The campaign is driven by findings from a new Axe study, conducted by marketing research firm GfK, that found 47% of boys aged 14-24 in the U.S. have refrained from asking someone out due to a lack of confidence. Another 42% said they are more comfortable approaching potential dates on social media rather than in real life.
The brand is using Dr. Jean Milburn’s book, “Bringing Up Men,” as a source for content addressing how to overcoming dating issues. The company will run chapters from the book on Instagram, YouTube, Snapchat and AXE.com, releasing new content throughout the year. Each release will include difficult dating stories from real teens and use humor to lighten the mood. One of the “Sex Education” characters will introduce each topic and will share advice on how to overcome dating challenges.

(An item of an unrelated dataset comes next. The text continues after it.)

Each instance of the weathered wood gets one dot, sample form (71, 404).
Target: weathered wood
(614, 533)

Axe’s “Sex Education” push shows how the brand’s messaging continues to evolve away from traditional tropes around what constitutes masculinity, in this case to make a connection with young men who lack confidence in dating by promoting positive sex education. Axe’s own research backs up the need for such an approach, and the brand joins a number of other consumer brands including Bonobos and Harry’s in targeting millennial and Gen Z male consumers with messaging that’s more relevant for cohorts with a reputation for embracing socially progressive attitudes toward gender stereotypes.
By reaching out to real life teens and surveying them on dating and sex, the company is making an effort to better understand the challenges its target demographic faces. In creating a more direct conversation around dating and sex, Axe has an opportunity to position itself as a valued resource for a delicate subject.
Season 2 of “Sex Education,” which tells the story of a socially awkward teen and his sex therapist mom, recently launched on Netflix. While the streaming platform is committed to not including ads in its programming, Axe is strategically riding the show’s popularity to start a discussion around its core themes. Netflix shows are popular among Gen Z, with 37% of teens’ daily online time spent on Netflix, per Piper Jaffray. The cross-channel approach of partnering with a Netflix show will help the brand expand its presence for its target audience, while releasing content throughout the year will support an ongoing conversation that could extend the campaign’s reach.
Instagram, Snapchat and Netflix are core sites that teens spend time with. Ninety percent of teens report using Instagram at least once a month, per Piper Jaffray, and 70% said they prefer brands to contact them about new products through the Facebook-owned platform. About half of teens prefer Snapchat as the channel to hear from brands.
The “Sex Education” effort follows Axe’s campaign last spring to promote wellness to men through the concept of “bathsculinity,” a noun defined by Axe as “qualities or attributes regarded as characteristic of young men who take pride in their appearance and feel confident in expressing their most attractive selves, inside and outside of the bathroom.”